The frogs we hear performing their seasonal symphony right now in the North Bay are Pacific chorus frogs, or sometimes called simply tree frogs. Sticklers for taxonomic accuracy will correctly point out that our local Pacific chorus frog was recently renamed the Sierran chorus frog (Pseudacris sierra) when the genus that was formerly known as Pseudacris regilla was split into three species. Because there remains controversy surrounding the name change, I and many other local naturalists are sticking with Pacific chorus frog as the more descriptive and intuitive moniker.
How do I know it’s a Pacific chorus frog?

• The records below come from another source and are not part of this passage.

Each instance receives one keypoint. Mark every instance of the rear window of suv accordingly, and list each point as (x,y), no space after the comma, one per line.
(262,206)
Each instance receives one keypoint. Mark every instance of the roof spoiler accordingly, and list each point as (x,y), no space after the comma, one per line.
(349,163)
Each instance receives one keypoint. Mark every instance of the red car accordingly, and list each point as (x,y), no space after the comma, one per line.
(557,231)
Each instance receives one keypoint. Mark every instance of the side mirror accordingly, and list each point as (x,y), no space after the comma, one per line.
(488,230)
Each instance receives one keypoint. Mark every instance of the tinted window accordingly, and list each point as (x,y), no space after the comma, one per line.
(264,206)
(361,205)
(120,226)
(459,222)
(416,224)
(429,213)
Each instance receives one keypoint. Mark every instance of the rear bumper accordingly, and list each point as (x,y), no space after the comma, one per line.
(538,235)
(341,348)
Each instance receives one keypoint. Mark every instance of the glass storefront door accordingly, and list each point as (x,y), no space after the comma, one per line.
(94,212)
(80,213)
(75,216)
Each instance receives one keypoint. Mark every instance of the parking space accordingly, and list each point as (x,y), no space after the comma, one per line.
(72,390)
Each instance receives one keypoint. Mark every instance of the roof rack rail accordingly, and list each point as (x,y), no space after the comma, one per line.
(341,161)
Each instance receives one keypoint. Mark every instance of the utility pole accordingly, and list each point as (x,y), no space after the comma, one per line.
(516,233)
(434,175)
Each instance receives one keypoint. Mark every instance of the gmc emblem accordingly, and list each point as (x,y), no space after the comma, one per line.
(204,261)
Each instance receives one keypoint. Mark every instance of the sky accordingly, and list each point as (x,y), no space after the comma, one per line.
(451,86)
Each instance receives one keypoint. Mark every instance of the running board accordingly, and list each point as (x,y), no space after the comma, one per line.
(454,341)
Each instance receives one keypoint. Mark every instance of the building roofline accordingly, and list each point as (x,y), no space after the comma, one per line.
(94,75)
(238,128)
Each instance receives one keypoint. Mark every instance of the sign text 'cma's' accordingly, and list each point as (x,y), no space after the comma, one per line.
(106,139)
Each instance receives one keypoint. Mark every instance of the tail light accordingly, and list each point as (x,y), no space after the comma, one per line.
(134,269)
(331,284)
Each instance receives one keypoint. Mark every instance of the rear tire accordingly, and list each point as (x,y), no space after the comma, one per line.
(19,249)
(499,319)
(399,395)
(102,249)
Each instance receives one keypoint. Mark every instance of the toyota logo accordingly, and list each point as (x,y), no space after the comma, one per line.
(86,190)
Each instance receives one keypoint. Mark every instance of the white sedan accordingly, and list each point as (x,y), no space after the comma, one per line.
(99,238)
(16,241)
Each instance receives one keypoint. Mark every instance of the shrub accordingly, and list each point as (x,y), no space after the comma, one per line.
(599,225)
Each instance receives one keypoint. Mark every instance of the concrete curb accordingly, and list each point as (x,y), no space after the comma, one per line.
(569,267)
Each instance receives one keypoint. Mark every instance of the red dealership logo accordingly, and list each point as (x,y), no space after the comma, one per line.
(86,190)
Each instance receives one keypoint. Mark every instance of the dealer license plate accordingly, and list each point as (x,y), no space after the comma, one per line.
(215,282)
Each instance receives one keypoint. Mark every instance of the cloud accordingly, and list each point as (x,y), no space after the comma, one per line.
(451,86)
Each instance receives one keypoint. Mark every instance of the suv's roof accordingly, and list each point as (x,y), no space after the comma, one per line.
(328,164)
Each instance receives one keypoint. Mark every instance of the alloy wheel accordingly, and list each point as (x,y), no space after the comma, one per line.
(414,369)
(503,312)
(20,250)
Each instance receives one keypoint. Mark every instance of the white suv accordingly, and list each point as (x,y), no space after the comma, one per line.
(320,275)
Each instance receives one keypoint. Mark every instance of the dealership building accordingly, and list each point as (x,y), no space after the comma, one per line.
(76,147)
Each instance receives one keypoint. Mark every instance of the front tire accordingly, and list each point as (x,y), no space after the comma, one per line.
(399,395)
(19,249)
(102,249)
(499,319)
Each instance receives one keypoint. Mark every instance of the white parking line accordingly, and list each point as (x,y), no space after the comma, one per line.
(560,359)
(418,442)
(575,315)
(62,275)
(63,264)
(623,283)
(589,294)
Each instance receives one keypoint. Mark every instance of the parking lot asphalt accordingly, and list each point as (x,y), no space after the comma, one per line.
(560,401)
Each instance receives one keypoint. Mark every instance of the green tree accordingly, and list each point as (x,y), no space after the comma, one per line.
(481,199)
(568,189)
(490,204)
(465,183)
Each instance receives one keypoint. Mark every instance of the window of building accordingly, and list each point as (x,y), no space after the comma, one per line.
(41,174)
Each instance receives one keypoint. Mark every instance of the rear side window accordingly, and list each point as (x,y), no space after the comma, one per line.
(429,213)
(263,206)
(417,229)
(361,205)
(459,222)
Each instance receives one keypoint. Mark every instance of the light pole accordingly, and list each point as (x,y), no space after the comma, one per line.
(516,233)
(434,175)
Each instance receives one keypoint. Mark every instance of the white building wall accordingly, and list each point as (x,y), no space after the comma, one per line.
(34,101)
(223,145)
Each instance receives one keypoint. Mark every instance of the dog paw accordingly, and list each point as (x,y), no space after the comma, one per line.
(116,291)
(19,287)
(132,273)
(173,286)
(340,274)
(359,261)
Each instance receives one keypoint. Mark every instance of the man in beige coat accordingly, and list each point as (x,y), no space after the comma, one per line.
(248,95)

Pacific chorus frogs range in color through a palette of bright yellow-greens, creamy oranges, reddish tinges, and most commonly a mottled beige or brown. While general coloring of an individual frog does not change, all color varieties have a spectacular ability to adjust their brightness in response to temperature, humidity and even stress. Pacific chorus frogs also vary greatly in size. An adult frog recently transformed from its tadpole form could easily perch on the tip of your pinkie finger. These diminutive “metamorphs” can eventually grow to a maximum of about 2 inches from the tip of their nose to their urostyle, a posterior section of fused vertebrae roughly analogous to a “rump.”